Home Buzz Rohingya Refugee Settlement: The Story Of Their Struggle For Living

Rohingya Refugee Settlement: The Story Of Their Struggle For Living


By Shahamat Hussain

It is been almost three years since Burmese settlement has taken refuge in Hyderabad. They are struggling hard to get a livelihood, and essential basic amenities. The lynching and gory of Rohingya Muslims by Budhists, is already known to the world. After the communal violence grew up in Burma, many Muslims were killed in masses and made to leave the country. They were denied food, medical, education and other basic amenities. Budhists have ceased to consider them as citizens of their country. Though they have been settled in Burma since decades and ages, yet they are separated from the country. Hence, when the violence grew up they had to flee from their own country to various other countries.

Rohingya2A major chunk of people who lost their houses, family members and livelihood shifted to different parts of India ( majorly in Hyderabad in the Barkas area to take refuge ). “We left our country for freedom. We were not allowed to practice our religion, pray at mosque or even educate our children. I am happy that I can practice my religion here in India without any fear of being killed.” Says Sultan Mohammed aged 60. He talks firmly and introduces his handicapped son and half of his family; others got killed in the massacre.

The refugees settled have been residing in the outskirts of the old city. They have five camps in Balapur. Two of these camps are rent free given by locals whereas other are paid slums in which people live in darn conditions. “We pay rupees thousand for a month for this shed, we do not have electricity and water only comes for 15 minutes. We only have two toilets” says Mohammed Noor who represents camp 2, where 45 families reside.
Most of the people who have language barriers are facing difficulty in finding jobs. The men do odd jobs like scrap collection, construction work and as a security personnel for their livelihood. Tufail Ahmed, who looks quiet younger than his age (35), says “Locals do not give us job; I work as a construction labour for about 15 days in a month. Sometimes they pay me less than other labourers or do not pay me at all. I have to accept all their terms and conditions if not how will I buy food for my children?”

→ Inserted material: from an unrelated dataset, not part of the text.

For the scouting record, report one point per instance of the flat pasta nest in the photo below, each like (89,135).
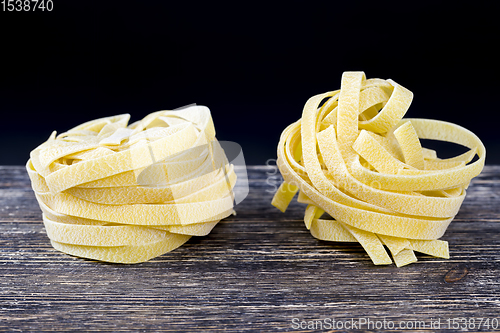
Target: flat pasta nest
(128,193)
(357,159)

Widows are in large numbers across the camps. Some of them have remarried in their own community to start a new life. They are strictly warned by the police not to marry the local people. They only have limited options in there ghetto or to lead a lonely devastated life. “My husband was chopped in Myanmar in front of my eyes. They also cut my daughter’s stomach. She cannot walk straight now and she has lost her voice after the incident. With lot of difficulty I have reached here and I am struggling to feed my three children.” Says Rani Begum with her broken Hindi, in her arms all her children play around. She cleans utensils and washes clothes in nearby houses to earn for her family.

The children in the camp go to nearby Government School. Most of the families send their children to school. They are adapting to the language spoken here. Sana Khatoon, 10 year old and study in 2nd standard has an innocent smile and determination for what she wants to become, ”I want to become a doctor and help all the diseased ones here.” Rafiq Mohammed who is handicapped by the riot faces physical inability to go out and work. He and his family depend on his younger brother who works as a construction wage earner. “At times when my brother doesn’t get work, we have to beg other people from the community for rice and Dal, which is the reason I have given my 4 years son to a local family in Sayedabad area who is taking care and sending my son to school.”

Hyderabad-based Confederation of Voluntary Organisations (COVA), an NGO at the forefront of Rohingya rehabilitation and many asylum seekers, have registered with them so far and many more are likely to come. COVA monitors the refugees in getting them UNHCR card. They also coordinate with the police to give them records about the refugees.The card comes in slots after the interview has taken place and it has validity of two years. “We are interviewed at the UNHCR office for the refugee card, they ask us various question about our country to check if we actually belong from there.” Said Mohammed Rafiq.

Let Us Hope That The Last Light Humanity Survives..!!